Thursday, May 14, 2015

Nine more days

It’s nine more days to the departure day. My manager asked me again if I’m excited. I gave her a flat no and she stared back at me appalled.

“If it’s me, I would be over the moon now”. Not her exact words but I know she meant that. 

Sure, who wouldn’t be excited to go travelling? Especially to the place I will be going. But like I said many times, it’s still more than a week to go. Plus, I have so many things on hand right now. I felt weary and tired.

Yes, I do occasionally try to restrain myself from jumping out of glee whenever I looked at the date or I stumbled across Changi Airport’s Facebook page. 

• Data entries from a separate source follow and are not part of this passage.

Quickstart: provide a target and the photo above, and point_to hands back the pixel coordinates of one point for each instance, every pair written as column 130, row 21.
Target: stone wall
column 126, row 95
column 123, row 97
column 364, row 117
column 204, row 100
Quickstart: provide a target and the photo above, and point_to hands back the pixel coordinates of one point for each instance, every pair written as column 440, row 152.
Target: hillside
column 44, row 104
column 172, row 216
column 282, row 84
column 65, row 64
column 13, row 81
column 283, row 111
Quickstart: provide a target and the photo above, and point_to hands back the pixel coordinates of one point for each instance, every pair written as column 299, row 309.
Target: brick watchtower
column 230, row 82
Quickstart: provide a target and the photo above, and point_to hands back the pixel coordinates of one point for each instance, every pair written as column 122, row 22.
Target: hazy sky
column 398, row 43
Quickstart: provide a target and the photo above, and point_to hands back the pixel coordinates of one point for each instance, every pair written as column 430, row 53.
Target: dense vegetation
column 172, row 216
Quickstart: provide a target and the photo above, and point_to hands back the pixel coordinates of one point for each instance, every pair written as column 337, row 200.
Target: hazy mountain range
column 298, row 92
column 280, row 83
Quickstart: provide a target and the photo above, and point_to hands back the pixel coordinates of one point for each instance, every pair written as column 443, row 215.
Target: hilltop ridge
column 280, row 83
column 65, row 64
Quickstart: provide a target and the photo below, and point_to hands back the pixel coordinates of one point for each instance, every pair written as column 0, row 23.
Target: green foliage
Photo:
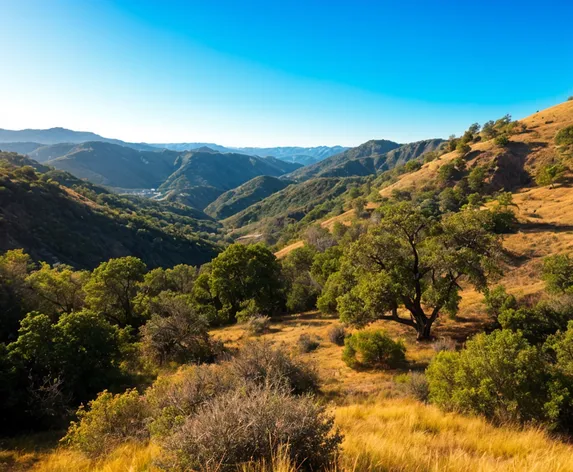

However, the concert I am going to perform on Sunday just dampen my mood. The fear of embarrassing myself in front of the audience overweighs my excitement to travel. I have been furiously practicing almost every day and I extremely exhausted. I don’t know if I have improved but I can say I play my piece with much more ease.

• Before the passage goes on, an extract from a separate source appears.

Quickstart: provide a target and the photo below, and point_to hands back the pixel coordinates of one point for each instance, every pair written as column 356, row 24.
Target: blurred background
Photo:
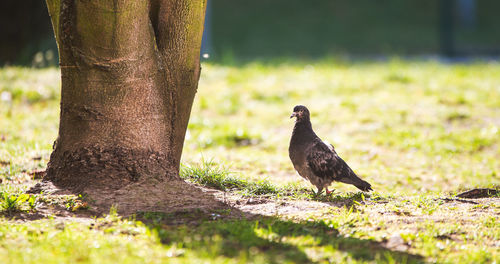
column 267, row 29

Good things just don’t come by easily. As I reflect on the hours that I have clocked in everyday to practice, I recalled my meeting with Christopher while we were on the road. We met coincidentally on the train where he causally how was I doing. I told him that I am doing my diploma in performance under with his recommendation teacher and he was really nice and professional just as he said. We then did a little chit chatting before asking me whether I have practiced two hours every day.  I told him I rarely had time to practice with the upcoming exams and part time work I hold. He shook his head in disapproval upon hearing that. 

“There’s just an excuse” he said. I know what he meant but never truly understands his words until today. All along, I had known about prioritizing and finding time. 

Yet, only until I have managed to scrape out 1 hour after my full time and part time work had I really understands “There’s always time”.